Another example of the differences between what I call something is when I see an opportunity, why so frequently will we talk about wanting to take advantage of that opportunity? Now taking advantage of an opportunity doesn't necessarily mean that I'm going to take the best and leave the rest, but we would call that taking advantage of an opportunity. It doesn't necessarily mean that I'm going to tilt the table and change the numbers such that the benefit flows towards me but we would certainly call that taking advantage of the opportunity.

Instead, when we see a creative opportunity, what if we were to say we're going to try to create advantage from that opportunity? Again, that doesn't necessarily mean that I'm going to nurture it and cultivate it and find good people to work on it with me and make sure that we're all really delighted by how we're working on this together, but it points me in that direction. Again, I get to win that next increment.

Intentionality in language is so important and it's also important when you're beginning to identify what's taking place, how I label it is going to subsequently influence the stories that I'm going to begin to tell, and boy, story is such an important quality for an entrepreneur. I teach story as if it were a knowledge management technology because it is exactly that. It is exactly a knowledge management technology. Story will not only tell us what it is that needs to be done, but it tells us how important it is to do it.

We've had the capacity for human language for somewhere between 50,000 and 75,000 years. Anthropologists will demonstrate that our technologies before language are called "disposables." We did so little to that stone, so little to that stick that there was no point really in carrying it around with us. We could create it again as we needed in the moment.

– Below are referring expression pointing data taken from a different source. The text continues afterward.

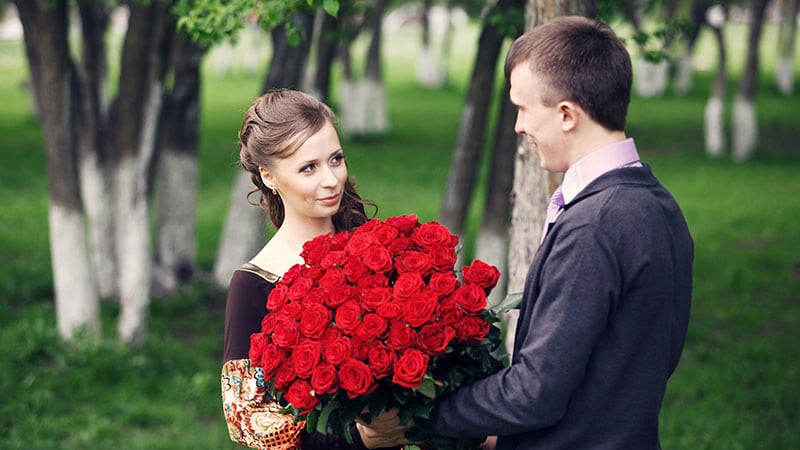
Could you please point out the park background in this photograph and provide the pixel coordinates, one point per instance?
(735, 388)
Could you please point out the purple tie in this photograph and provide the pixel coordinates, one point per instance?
(556, 204)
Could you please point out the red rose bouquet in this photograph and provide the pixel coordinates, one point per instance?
(377, 318)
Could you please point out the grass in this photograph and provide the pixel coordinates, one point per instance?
(736, 385)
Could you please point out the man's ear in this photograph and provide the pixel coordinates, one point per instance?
(266, 178)
(570, 115)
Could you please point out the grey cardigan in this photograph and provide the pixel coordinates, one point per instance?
(602, 324)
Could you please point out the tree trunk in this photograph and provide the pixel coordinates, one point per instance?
(135, 114)
(745, 125)
(532, 185)
(96, 162)
(178, 169)
(714, 117)
(472, 128)
(787, 36)
(45, 26)
(492, 244)
(243, 232)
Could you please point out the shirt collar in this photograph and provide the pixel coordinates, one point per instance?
(596, 163)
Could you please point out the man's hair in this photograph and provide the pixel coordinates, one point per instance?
(580, 60)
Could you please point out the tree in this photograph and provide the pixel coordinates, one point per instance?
(472, 127)
(532, 185)
(101, 153)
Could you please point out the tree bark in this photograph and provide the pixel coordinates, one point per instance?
(45, 25)
(472, 128)
(492, 243)
(532, 185)
(135, 114)
(745, 124)
(244, 230)
(178, 170)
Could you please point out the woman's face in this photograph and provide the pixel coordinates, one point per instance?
(310, 181)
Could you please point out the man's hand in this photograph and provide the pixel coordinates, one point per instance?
(383, 431)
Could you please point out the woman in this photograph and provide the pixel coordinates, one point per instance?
(290, 146)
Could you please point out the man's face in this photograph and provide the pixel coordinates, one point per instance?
(540, 124)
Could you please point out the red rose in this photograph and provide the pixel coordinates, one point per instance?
(400, 336)
(408, 285)
(443, 283)
(420, 309)
(286, 334)
(385, 233)
(332, 279)
(377, 258)
(315, 320)
(381, 360)
(372, 326)
(323, 380)
(285, 375)
(471, 329)
(433, 339)
(305, 357)
(404, 224)
(481, 274)
(335, 258)
(316, 249)
(375, 297)
(471, 298)
(257, 343)
(432, 234)
(300, 288)
(449, 312)
(337, 350)
(340, 295)
(277, 298)
(390, 310)
(399, 245)
(370, 281)
(355, 270)
(356, 378)
(413, 261)
(301, 397)
(443, 258)
(348, 316)
(410, 368)
(272, 358)
(359, 243)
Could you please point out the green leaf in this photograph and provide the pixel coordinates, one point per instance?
(322, 423)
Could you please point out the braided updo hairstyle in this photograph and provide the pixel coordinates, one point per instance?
(274, 127)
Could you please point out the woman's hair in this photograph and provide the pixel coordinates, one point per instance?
(275, 126)
(579, 60)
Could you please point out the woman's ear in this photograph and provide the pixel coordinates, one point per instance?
(267, 178)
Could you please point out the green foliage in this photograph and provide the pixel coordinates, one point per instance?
(212, 21)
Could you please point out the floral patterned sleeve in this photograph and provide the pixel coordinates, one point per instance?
(253, 420)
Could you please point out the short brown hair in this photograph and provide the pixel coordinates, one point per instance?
(580, 60)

Then comes language. Then comes story and immediately thereafter come nets and come baskets and tailored clothing.

It's because the technology of story accelerated the development of other technologies because story, again, could not only capture the ingredients, the directions of how to build a net, but it could provide the reason why I want to build a net. If I've never built a net before and I'm living a subsistence, barely hanging on to my existence life, it's going to be very difficult for me to engage in any new behavior unless I understand that there's going to be great benefit from it.

The minute we begin to understand that story, how this incredible quality, we all became storytellers. If you know anything about the quality of neural plasticity, about how our brains become what we use our brains to be, our brains for 50,000 years have been shaped to be storytelling devices. When a group of people come together to work on a project for the first time, if you suggest to them that what you're doing is building a story, creating a brand-new story, it's most likely that their best aspects of their creative minds become released because our minds are storytelling devices.

Another really important quality of story that serves me as an entrepreneur is that if I see myself as a storyteller as an entrepreneur, that reminds me to see the marketplace not as a marketplace of customers, but rather as an audience. The usefulness of that in the early stages of my entrepreneurial effort is that it reminds me that there's no point in talking to this audience. There's no point in telling this audience anything unless I have their attention, and the best way to assure that I have their attention is to be attractive, and the best way to be attractive to an audience is to tell them their story.

If one of you wanted to go to NYU Law School and I began to tell you a story right now about how to get to NYU Law School, and as I told you that story, I got up and started to walk out the room, that student would get up out of her chair and follow me down the hall. They will work to help their story come true. When it is something of great significance to them that you're telling them, they'll lean into it. They'll work just as hard as you do to help that story come true. The entrepreneur who controls the story shapes the way the marketplace thinks about what's happening and attracts that market to their mission, to the outcome that they're looking to accomplish.